Britain

Pedal for Growth: Cycling and the Economy

Covid-19 has necessitated the reinvention of numerous sectors, with transport being particularly affected. No longer can millions of office workers and students crowd onto trains and buses for their commute, as social distancing rules mandate limited capacity. Instead, the UK is being encouraged to pursue active travel, with numerous schemes aimed at incentivising people to start cycling. The highway code is being updated, new cycle lanes put in, and vouchers for repairs handed out.

However, there is significant opposition. Drivers argue that providing for cycling is too expensive and that the loss of parking spaces that is often necessary negatively impacts on businesses. Yet many of these arguments are flawed. It is becoming increasingly apparent that cycling can in fact help drive economic growth.

Take the argument that businesses will be financially impacted by cycle lanes as an example. Some businesses argue removing space for driving and parking will lower their revenue, as fewer people can visit at any one time. Furthermore, those who do visit won’t be able to buy as much due to constraints on how much they can carry while walking or cycling. Despite this, the data actually suggests otherwise. In Manhattan for example, 9th Avenue retails sales increased by 49% compared to the 3% average in the borough after a protected cycle lane was built in 2008. A study in 2012 in Portland, Oregon, showed that cyclists spent on average the same or more than drivers and that they made more trips, and a more recent study which looked at the impact of cycle lanes in 6 different cities concluded that the bike lanes helped boost business and employment in both the retail and food sectors. This boost is the result of the varying space that bikes and cars take up. One parking space can contain a stand for six bikes and while the average urban road lane can only take 2000 cars per hour at peak capacity, it can take over 14000 bikes. With only 1.58 people in the average car, by transforming a normal urban lane into a bike lane it is possible to more than quadruple the capacity. Even if individual cyclists don’t spend as much, the sheer quantity of passers-by who can easily stop and spend definitely makes up for this.

Increasing the prevalence of cycling also deals with congestion. Every year, congestion causes more than £10 billion in losses in English urban areas alone, as it delays employees and deliveries of goods. We have already seen that bike lanes can significantly increase the capacity of normal roads, which helps alleviate congestion. And this is not the only benefit: by encouraging drivers onto bikes, there are fewer cars on the road, leading to less pollution. Even when factoring in the production of the bike and calorie intake needed to start cycling, riding a bike produces ten times less carbon dioxide per kilometre than the average car.

Reducing pollution has numerous benefits to wider society, both because it helps to limit climate change and it improves the health of many who suffer with breathing difficulties. Research published in The Lancet suggests that the NHS could save £17 billion over 20 years if walking and cycling increased due to the effect of exercise on illnesses such as diabetes, dementia and heart disease.

The positive externalities of cycling are clearly very large, but the cycling industry itself is also a significant part of the economy. A study in 2014 showed that over 655,000 people across the EU were employed in the cycling sector and that there was the capacity for this to grow by 400,000 people if the percentage of people who cycled as a share of all transport modes doubled. Even back in 2010, people employed in the cycling sector in the UK contributed £100 million in taxes.
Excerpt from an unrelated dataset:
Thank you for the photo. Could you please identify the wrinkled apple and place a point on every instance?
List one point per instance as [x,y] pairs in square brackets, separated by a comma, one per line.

Thus, as the country looks to work its way out of recession while also dealing with climate change and the obesity epidemic, spending on improving the provision for cycling is an obvious way forward. The return on investment is high, averaging at least 13:1 in the UK, and the positive externalities are significant. Improved health and cleaner air are necessary in the long run, so if we can achieve that while also boosting retail sales and employment, it is an ideal solution.